Seungwan mengatur nafasnya lalu kembali ke mejanya. Makanan mewah di hadapannya kini sudah dingin, begitu juga tangan Seungwan. Bagi gadis berambut pirang itu, tidak ada yang lebih ia takutkan di dunia ini selain melihat wajah kecewa Yoongi, pacarnya.

Min Yoongi adalah satu-satunya kelemahan yang Seungwan punya. Seungwan selalu merasa ia tinggal sendirian di dunia ini, namun walaupun begitu, Seungwan tetap tidak takut dengan apapun. Bahkan ketika ia dipukuli dijalanan, ia tidak merasa takut. Sakit memang, tapi ia tidak merasa takut. Saat itulah Yoongi datang.

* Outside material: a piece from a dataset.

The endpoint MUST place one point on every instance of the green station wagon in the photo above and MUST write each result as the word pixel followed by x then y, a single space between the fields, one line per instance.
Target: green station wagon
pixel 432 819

Yoongi membawa Seungwan ke rumah sakit terdekat dan mengobatinya. Seungwan tidak punya tempat tinggal saat itu, jadi Yoongi membiarkan Seungwan tinggal di apartmennya untuk beberapa hari. Yoongi terlihat sangat dingin saat itu, tapi setelah beberapa minggu mengenalnya, ternyata Yoongi adalah pria paling hangat dan paling manis yang pernah Seungwan kenal.

Rasanya Yoongi mampu menarik Seungwan dari jurang terdalam dan tergelap. Yoongi mampu membuat Seungwan merasa berharga setiap mereka bersmaa. Tapi yang terpenting, Yoongi mampu membuat Seungwan merasa disayangi. Dan karena Yoongi-lah, Seungwan bisa merasakan hangatnya pelukan dan manisnya kecupan.

"Yoon?" Panggil Seungwan pelan. Bahkan ia bisa merasakan wajahnya memucat saking takutnya melihat Yoongi kecewa.

"Hm?" Yoongi mendongak, menatap gadis kesayangannya itu. "Kamu gapapa, sayang? Kamu pucat."

Seungwan makin ciut saat merasakan tatapan lembut dan khawatir dari Yoongi. Rarusnya memang Seungwan langsung bicara tanpa menatap Yoongi. Rasanya itu lebih baik. Karena kalau begini, bisa-bisa Seungwan tidak bisa berkata-kata.

Kaki Seungwan bergerak dengan gelisah lagi, tangannya memainkan ujung piring dihadapannya, matanya menolak menatap Yoongi. Seungwan harus menemukan cara untuk bicara, kalau tidak semuanya akan terlambat.

Yoongi mengusap tangan Seungwan tapi agak terkejut karena tangan Seungwan terasa dingin. "Seungwan, kamu kenapa?"

"Enggak, aku–"

Belum selesai Seungwan bicara, perhatian mereka berdua teralihkan dengan ponsel Seungwan yang bergetar diatas meja. Tertulis jelas nama "Joy" di layar ponsel itu. Seungwan dengan gesit langsung membalik ponselnya dan menekan tombol lock untuk me-reject­ telfon masuk dari Sooyoung.

"Aku–"

"Itu alasannya kamu daritadi nggak bisa diem, gelisah, sedikit-sedikit ngeliat jam." Ucap Yoongi dengan pelan, nadanya dingin. Seungwan jelas mengerti Yoongi tidak menyukai keadaan ini.

"Aku bisa jelasin." Seungwan berucap, menatap Yoongi yang sudah kehilangan nafsu makan.